Both the blue-chip index and the S&P 500 posted their biggest one-day percentage drops since November 2011, with the Dow closing 10 per cent below its recent high. US oil prices also briefly dropped below $US40 ($A54.53) a barrel on Friday, a level not seen since the financial crisis. 
Signs of a sharp slowdown in the world's second-largest economy have unnerved investors since Beijing surprised markets last week by devaluing its currency. Shares in the US, Asia and Europe have tumbled, along with commodity prices as investors fretted about waning Chinese demand just as supplies are surging.

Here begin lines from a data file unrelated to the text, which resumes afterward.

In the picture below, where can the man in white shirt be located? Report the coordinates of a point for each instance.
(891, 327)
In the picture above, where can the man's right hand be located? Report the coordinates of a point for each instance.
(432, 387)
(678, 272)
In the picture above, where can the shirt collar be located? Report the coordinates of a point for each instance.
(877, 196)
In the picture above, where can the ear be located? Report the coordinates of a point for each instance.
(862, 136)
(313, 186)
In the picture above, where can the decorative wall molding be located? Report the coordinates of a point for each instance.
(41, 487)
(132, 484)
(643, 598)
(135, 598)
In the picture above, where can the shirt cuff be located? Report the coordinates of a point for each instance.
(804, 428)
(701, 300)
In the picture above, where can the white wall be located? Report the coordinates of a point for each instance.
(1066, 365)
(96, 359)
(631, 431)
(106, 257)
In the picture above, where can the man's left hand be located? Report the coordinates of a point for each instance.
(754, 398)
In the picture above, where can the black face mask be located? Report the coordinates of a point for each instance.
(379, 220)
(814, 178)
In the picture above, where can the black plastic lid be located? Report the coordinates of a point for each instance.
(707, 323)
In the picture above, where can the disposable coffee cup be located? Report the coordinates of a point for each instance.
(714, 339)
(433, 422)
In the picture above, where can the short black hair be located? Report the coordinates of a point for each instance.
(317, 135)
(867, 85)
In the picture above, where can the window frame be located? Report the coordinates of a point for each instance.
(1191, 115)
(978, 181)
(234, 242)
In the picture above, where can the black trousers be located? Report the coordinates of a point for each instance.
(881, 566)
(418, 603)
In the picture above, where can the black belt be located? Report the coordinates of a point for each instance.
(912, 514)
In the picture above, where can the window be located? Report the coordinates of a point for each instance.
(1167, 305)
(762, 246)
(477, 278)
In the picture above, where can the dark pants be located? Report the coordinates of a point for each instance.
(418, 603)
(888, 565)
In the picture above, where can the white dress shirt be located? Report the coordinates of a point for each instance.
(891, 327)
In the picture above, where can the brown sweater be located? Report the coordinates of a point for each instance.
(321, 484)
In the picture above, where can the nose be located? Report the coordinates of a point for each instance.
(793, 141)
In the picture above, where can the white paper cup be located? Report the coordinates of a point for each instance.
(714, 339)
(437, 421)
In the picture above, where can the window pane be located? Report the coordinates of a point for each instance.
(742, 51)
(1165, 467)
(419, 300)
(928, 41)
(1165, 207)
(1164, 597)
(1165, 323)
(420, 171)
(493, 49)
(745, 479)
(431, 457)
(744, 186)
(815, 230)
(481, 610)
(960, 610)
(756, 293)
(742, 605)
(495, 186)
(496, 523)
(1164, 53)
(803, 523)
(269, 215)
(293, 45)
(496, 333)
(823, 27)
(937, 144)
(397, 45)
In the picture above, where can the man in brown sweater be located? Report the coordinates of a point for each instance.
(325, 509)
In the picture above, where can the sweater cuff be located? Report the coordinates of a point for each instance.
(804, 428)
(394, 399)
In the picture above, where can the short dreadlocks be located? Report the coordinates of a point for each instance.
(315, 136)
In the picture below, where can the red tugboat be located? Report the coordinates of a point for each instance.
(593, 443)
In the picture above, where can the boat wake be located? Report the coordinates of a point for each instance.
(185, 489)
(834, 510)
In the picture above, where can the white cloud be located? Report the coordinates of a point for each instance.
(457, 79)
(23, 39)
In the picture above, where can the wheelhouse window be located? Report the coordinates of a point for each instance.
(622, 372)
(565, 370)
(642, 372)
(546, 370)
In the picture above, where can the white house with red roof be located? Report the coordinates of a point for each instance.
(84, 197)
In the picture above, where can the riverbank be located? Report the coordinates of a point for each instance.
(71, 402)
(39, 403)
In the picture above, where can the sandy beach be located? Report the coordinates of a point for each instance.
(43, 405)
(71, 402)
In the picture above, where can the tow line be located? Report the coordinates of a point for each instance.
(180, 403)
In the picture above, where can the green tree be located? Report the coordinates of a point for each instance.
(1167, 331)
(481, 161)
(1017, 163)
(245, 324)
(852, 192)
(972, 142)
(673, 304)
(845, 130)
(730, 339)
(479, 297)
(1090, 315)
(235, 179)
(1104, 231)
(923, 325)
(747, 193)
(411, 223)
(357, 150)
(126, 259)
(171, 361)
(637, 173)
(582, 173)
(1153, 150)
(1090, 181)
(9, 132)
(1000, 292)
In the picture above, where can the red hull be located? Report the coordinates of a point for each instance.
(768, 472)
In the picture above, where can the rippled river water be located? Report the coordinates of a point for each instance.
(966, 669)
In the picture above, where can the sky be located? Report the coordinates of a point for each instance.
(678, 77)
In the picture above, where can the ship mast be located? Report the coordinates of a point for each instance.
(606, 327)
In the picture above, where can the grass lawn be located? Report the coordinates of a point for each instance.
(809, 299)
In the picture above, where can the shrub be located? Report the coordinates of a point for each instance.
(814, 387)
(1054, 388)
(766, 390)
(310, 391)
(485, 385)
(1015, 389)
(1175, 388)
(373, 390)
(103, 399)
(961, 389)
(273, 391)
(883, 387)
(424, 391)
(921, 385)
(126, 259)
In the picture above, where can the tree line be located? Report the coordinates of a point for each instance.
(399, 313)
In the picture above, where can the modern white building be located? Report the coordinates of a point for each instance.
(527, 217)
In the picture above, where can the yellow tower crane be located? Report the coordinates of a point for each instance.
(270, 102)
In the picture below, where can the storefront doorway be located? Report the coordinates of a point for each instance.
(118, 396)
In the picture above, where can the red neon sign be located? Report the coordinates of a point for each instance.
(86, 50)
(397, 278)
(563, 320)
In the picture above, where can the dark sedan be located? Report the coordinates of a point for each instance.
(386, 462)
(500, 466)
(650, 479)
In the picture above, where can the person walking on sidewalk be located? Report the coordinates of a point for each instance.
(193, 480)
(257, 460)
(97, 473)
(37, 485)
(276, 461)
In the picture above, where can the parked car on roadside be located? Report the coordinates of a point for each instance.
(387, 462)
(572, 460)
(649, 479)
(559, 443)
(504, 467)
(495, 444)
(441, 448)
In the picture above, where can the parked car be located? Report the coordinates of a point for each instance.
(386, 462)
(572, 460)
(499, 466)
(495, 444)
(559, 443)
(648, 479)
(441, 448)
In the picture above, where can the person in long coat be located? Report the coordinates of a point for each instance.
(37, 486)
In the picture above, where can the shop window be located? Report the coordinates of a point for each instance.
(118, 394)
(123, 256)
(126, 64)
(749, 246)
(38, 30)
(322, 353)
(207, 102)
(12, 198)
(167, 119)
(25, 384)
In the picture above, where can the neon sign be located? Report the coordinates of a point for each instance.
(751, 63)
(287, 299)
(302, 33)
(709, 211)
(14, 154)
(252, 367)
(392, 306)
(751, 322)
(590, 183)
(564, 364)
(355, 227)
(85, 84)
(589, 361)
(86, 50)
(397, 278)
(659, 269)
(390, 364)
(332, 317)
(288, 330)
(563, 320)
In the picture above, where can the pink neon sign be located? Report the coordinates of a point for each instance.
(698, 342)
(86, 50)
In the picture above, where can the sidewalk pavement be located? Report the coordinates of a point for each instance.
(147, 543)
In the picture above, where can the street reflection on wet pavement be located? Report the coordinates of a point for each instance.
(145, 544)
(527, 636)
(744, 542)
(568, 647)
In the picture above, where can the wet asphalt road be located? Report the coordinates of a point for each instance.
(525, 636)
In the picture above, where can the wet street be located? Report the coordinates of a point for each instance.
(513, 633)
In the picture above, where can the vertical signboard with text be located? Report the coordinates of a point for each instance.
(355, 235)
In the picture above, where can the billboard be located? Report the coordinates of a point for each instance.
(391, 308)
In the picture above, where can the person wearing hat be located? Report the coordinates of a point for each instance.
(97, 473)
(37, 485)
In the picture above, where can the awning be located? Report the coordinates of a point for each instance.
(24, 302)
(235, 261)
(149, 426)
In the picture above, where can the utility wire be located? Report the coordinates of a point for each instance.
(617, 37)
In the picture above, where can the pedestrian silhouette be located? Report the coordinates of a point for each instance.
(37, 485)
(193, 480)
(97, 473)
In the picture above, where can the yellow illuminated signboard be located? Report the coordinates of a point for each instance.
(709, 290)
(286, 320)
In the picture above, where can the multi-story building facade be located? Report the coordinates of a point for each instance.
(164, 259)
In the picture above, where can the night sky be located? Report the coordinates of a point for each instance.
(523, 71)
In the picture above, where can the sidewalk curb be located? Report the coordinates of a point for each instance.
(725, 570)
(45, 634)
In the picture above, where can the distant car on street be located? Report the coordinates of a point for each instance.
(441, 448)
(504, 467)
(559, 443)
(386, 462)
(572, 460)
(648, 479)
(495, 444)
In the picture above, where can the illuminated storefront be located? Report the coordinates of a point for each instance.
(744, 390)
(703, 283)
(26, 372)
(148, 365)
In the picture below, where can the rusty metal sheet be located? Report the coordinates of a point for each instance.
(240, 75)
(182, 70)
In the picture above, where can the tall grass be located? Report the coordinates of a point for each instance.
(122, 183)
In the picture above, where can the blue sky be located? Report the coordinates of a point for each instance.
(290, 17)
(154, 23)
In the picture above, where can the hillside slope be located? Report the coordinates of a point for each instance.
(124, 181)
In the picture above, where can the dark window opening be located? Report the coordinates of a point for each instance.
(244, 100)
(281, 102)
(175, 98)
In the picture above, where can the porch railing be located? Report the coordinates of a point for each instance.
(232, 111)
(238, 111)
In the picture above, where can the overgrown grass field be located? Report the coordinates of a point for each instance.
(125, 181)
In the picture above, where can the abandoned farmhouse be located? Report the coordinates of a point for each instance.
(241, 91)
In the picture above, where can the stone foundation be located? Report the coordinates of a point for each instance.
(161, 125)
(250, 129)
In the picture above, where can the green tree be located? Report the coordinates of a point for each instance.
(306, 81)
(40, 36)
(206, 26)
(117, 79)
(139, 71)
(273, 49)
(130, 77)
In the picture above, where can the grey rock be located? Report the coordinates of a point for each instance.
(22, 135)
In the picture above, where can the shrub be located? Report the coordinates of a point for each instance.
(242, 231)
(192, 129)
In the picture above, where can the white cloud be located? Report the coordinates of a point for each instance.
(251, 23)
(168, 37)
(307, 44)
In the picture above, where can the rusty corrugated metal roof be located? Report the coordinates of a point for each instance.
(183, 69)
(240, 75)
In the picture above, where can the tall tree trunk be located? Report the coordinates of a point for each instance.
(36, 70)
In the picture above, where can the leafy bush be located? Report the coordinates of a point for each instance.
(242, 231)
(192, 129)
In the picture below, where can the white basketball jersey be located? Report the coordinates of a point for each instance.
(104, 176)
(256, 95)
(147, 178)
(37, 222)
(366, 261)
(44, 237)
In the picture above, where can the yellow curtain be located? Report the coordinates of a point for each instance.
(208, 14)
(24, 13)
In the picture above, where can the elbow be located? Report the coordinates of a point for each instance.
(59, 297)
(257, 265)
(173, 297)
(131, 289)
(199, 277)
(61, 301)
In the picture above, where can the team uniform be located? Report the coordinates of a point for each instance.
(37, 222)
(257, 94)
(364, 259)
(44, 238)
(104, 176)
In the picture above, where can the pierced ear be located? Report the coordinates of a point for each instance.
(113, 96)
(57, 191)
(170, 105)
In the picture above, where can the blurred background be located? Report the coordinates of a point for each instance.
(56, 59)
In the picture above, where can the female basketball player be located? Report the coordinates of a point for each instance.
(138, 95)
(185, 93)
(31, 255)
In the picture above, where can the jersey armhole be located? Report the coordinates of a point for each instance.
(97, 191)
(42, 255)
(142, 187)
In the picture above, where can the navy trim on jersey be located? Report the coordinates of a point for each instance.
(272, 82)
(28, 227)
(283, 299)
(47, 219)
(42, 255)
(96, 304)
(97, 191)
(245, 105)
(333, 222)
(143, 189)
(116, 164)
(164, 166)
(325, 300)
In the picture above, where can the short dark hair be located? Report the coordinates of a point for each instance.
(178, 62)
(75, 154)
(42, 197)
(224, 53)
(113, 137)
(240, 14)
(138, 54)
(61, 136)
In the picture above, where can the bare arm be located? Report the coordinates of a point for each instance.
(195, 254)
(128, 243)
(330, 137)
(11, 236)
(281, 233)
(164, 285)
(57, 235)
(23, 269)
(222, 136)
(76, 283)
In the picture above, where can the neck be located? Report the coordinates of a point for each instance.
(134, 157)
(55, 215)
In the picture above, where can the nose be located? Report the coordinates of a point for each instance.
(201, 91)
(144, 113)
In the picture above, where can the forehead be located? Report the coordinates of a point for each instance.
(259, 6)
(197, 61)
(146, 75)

The Dow Jones Industrial Average declined 531 points, or 3.1 per cent, to close 16459.75. The S&P 500 dropped about 3.2 per cent to 1970.89. The Nasdaq Composite shed 3.5 per cent to 4706.04.
The last time the S&P 500 and Dow were in correction territory was April 29, 2011, to October 3, 2011, when they fell 19 per cent and 17 per cent, respectively.
The market turmoil has some traders exercising caution.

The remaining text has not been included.